I drafted in that output stage feedback but it's not going on the front panel and will be removed from the schematic. What would be the point with the above figures?
Easily the best mic preamp I have. The best I've ever even heard, but I designed it so I'm biased. The "no cathode bypass" setting is such a strangely articulate midrange and stereo image I haven't heard it before. Acoustic guitars will record like a dream. The Lundahl input of course gets some points for that as well.
That's was the clean setting.
Flip in the bypass caps(about +12dB of gain), boost bass, cut highs, and first it starts to softly crumble (but not fart!). Bass authority, drum bus and vocal low/mid grunge like I meant it to be. "sly and the family stone - family affair", "Little Richard - Tutti Frutti" and "Percy Sledge - When a Man Loves a Woman". All there! ;D
But move on to highest gains and we're talking Soldano lead channel amounts of distortion.
Lovely! 
I didn't expect it would explode like that! It really does scream like the better more articulate boutique guitar lead preamps. By accident. I didn't see that coming. Fun! I have two high powered super lead channels now! What incredible range. At this point yesterday at home I went "Muahahahahaha!" from sheer happiness.
But it's also somehow more controlled than lead channels. I think it's due to the regulated B+ which is uncommon in guitar world. I just adore the setting when it really boosts the bass and cuts the highs and the distortion/overdrive added the lost highs back in a screaming creamy mess. Had to listen to hours of music on this messy setting.
I have something very unique here that's for sure. The musical equivalent of this.
Some additional points,
1. With the tube biasing switches and it was quickly clear that hot bias sounds better and softer when overdriven.

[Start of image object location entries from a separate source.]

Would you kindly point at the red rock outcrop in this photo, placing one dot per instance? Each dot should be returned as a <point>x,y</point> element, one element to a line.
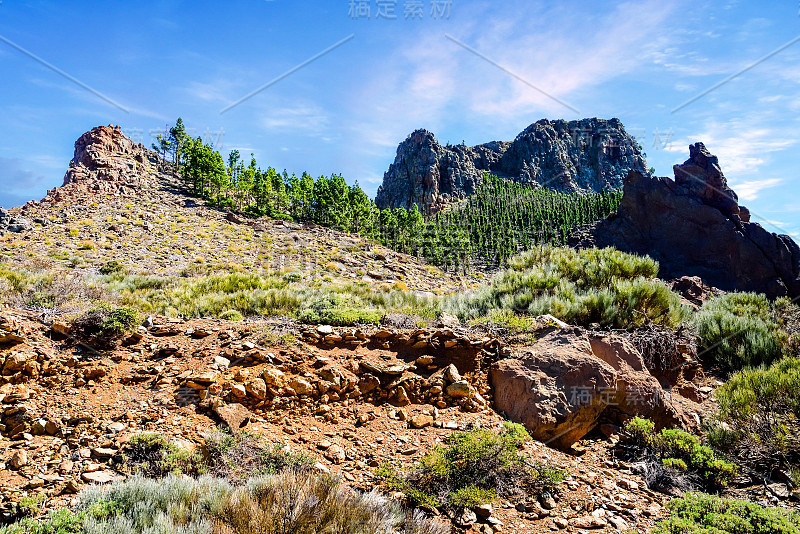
<point>561,386</point>
<point>108,162</point>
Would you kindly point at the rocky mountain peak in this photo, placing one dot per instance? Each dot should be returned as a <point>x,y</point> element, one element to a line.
<point>702,176</point>
<point>582,155</point>
<point>106,161</point>
<point>694,226</point>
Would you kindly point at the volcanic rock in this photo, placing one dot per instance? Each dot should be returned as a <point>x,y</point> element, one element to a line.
<point>585,155</point>
<point>693,226</point>
<point>560,386</point>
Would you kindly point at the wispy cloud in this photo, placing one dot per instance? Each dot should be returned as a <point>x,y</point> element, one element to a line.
<point>750,189</point>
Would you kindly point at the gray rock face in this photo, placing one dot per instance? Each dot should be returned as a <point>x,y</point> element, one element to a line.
<point>14,224</point>
<point>584,155</point>
<point>694,226</point>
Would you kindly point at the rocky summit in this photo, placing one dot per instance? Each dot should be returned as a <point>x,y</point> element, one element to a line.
<point>582,155</point>
<point>694,226</point>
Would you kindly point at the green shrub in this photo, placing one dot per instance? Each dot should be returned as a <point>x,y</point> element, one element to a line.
<point>602,286</point>
<point>698,513</point>
<point>231,315</point>
<point>471,496</point>
<point>473,466</point>
<point>112,267</point>
<point>292,502</point>
<point>107,322</point>
<point>677,444</point>
<point>738,330</point>
<point>763,404</point>
<point>338,310</point>
<point>675,463</point>
<point>151,454</point>
<point>238,457</point>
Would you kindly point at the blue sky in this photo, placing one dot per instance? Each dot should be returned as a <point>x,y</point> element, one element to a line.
<point>346,111</point>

I compared resistances between optimal (from plate curves), double the optimal, and half the optimal. So I will update the halved values into the schematic. Switching between bypass cap and no bypass does not pop by the way. Just a +12dB of gain and a slight change of distortion characteristics.
I also found a good design rule now that this amp allows great range between clean and dirt. If unsure about certain setting/bias/cap/etc. drive it to mad distortion, find the best sound. This will sound best clean as well.

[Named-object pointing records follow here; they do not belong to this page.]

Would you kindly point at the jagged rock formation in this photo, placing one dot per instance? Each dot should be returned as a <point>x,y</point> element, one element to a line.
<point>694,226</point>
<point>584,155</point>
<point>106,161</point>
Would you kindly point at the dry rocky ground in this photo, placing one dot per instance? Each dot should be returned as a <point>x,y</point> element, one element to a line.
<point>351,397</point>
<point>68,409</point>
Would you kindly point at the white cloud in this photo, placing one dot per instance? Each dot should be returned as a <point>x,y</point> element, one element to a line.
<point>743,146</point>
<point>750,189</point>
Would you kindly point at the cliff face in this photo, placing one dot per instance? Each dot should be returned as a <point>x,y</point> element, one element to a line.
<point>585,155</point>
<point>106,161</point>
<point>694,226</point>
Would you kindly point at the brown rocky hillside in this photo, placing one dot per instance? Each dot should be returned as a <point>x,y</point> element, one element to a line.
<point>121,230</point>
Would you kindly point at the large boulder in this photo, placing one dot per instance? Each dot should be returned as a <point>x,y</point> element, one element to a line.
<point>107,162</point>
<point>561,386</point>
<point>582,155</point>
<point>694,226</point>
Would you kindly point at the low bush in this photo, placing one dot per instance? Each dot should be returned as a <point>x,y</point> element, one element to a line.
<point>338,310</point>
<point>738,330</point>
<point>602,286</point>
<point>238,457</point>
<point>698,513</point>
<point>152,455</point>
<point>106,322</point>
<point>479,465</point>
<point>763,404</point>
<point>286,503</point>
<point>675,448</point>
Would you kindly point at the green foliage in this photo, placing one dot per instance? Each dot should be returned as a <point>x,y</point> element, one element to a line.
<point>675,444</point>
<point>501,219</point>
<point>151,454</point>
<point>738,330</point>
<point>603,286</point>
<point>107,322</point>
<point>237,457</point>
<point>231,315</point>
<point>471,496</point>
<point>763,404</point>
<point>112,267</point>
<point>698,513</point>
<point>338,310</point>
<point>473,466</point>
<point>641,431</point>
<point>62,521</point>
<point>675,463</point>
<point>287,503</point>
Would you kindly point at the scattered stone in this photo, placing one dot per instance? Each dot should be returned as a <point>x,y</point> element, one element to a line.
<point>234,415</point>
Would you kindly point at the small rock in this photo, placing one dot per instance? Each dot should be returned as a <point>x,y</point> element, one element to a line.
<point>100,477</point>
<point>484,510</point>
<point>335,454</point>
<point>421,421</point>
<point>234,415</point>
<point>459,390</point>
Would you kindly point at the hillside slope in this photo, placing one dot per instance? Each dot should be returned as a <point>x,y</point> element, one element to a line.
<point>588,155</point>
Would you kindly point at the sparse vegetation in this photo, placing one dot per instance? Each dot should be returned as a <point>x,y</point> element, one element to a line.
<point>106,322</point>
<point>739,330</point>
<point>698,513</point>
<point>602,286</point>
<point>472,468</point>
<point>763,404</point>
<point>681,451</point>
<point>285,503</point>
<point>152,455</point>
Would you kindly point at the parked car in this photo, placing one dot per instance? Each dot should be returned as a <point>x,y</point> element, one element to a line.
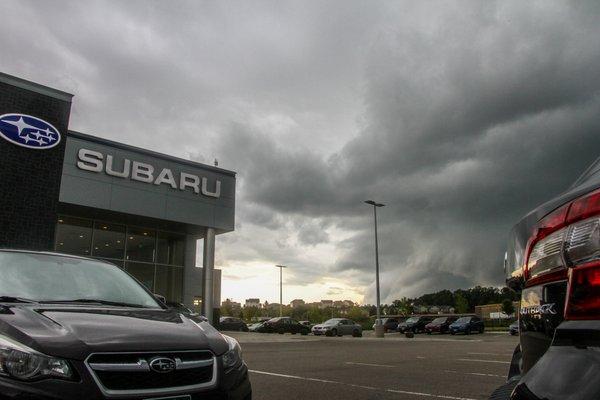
<point>439,325</point>
<point>513,329</point>
<point>389,324</point>
<point>76,328</point>
<point>467,325</point>
<point>307,323</point>
<point>553,261</point>
<point>255,327</point>
<point>414,324</point>
<point>284,325</point>
<point>232,324</point>
<point>338,327</point>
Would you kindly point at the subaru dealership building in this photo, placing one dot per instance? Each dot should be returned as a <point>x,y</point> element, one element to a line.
<point>75,193</point>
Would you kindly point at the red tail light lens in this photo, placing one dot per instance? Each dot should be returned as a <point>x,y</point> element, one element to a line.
<point>570,237</point>
<point>584,292</point>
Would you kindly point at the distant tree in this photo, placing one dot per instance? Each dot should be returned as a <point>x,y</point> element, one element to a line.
<point>226,309</point>
<point>461,305</point>
<point>508,307</point>
<point>404,306</point>
<point>250,312</point>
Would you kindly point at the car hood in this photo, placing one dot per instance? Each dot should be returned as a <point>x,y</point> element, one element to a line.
<point>75,332</point>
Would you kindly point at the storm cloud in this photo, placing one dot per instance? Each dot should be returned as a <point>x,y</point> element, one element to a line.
<point>460,117</point>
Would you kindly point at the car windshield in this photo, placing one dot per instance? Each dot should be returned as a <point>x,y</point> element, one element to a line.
<point>51,278</point>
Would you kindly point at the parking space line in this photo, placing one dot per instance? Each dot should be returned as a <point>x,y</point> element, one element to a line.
<point>490,354</point>
<point>475,374</point>
<point>430,395</point>
<point>371,365</point>
<point>490,361</point>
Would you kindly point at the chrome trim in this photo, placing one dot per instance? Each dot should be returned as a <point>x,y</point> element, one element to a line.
<point>159,391</point>
<point>141,365</point>
<point>191,364</point>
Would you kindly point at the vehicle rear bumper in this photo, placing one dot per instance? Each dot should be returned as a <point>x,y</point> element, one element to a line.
<point>569,369</point>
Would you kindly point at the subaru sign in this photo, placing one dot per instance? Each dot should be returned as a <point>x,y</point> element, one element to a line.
<point>27,131</point>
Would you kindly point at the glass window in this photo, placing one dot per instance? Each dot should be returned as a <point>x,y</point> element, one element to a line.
<point>140,244</point>
<point>109,241</point>
<point>73,236</point>
<point>169,282</point>
<point>170,248</point>
<point>63,278</point>
<point>142,272</point>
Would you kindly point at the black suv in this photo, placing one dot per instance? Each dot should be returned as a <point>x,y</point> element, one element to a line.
<point>284,325</point>
<point>78,328</point>
<point>553,260</point>
<point>414,324</point>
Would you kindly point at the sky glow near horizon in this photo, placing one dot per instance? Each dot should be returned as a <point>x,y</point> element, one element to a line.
<point>460,117</point>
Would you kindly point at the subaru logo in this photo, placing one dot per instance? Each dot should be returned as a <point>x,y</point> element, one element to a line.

2. I will definitely add in the low B+ setting, let's say 150V. It'll be fun to hear the amp lose control.
3. That PSU block runs really hot. I may have to make some messy changes there.

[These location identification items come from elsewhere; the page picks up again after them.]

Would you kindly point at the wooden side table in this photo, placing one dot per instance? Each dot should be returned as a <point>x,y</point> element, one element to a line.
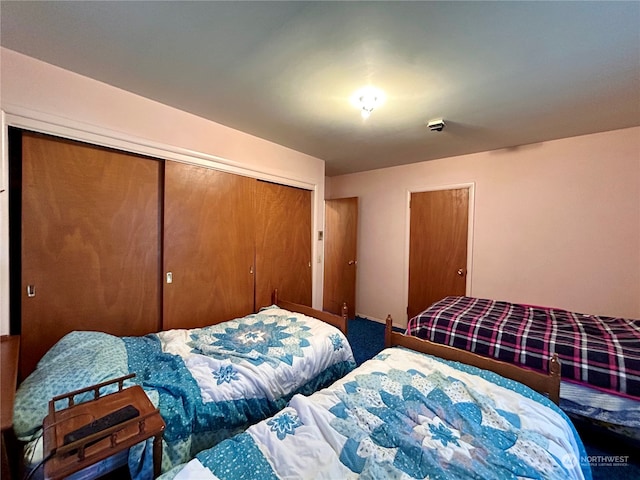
<point>10,353</point>
<point>67,459</point>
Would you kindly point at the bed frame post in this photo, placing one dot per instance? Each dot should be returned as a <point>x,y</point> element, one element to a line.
<point>554,372</point>
<point>387,331</point>
<point>345,316</point>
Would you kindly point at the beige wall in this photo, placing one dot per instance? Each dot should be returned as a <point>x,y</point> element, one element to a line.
<point>39,96</point>
<point>555,223</point>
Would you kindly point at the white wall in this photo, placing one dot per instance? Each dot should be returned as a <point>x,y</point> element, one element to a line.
<point>39,96</point>
<point>556,223</point>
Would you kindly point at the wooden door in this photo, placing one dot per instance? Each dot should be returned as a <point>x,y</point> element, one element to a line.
<point>340,255</point>
<point>437,246</point>
<point>208,246</point>
<point>90,245</point>
<point>283,243</point>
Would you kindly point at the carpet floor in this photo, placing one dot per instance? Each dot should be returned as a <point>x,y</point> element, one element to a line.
<point>611,458</point>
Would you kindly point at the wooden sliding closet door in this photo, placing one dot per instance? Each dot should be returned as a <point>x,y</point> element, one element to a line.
<point>208,246</point>
<point>283,243</point>
<point>90,243</point>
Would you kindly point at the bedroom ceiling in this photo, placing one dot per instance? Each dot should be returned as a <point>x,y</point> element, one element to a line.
<point>501,74</point>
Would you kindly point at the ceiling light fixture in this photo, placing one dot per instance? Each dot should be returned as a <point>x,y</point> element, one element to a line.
<point>367,99</point>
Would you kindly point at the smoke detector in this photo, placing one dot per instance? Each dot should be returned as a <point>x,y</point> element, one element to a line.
<point>436,125</point>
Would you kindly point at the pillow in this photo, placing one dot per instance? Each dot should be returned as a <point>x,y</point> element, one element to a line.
<point>80,359</point>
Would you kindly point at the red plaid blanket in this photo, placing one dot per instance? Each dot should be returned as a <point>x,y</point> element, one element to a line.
<point>600,351</point>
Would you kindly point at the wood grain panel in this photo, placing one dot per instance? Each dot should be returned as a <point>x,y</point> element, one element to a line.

4. Sorry for the bad quality phone camera images. Now I have to design a front panel for this.
5. 50hz hum could be 10dB lower. Probably something to do with B+ grounding points. I included many for experimentation with the layout so I'm not worried.
6. Tubes seem to match strangely well. I knew 6n6p's are generally stellar, but it seems so are the 6N8S(6SN7). Even at the very high gain/distortion they match. And these are just the first ones I popped in. I thought this wasn't supposed to happen with no feedback. I guess the Soviet Military knew what they were doing. The 6N9S(6SL7) tone stacks are of course swimming in feedback but seem to perform generally well. Later when I can afford it I intend a shootout between these and the western equivalents.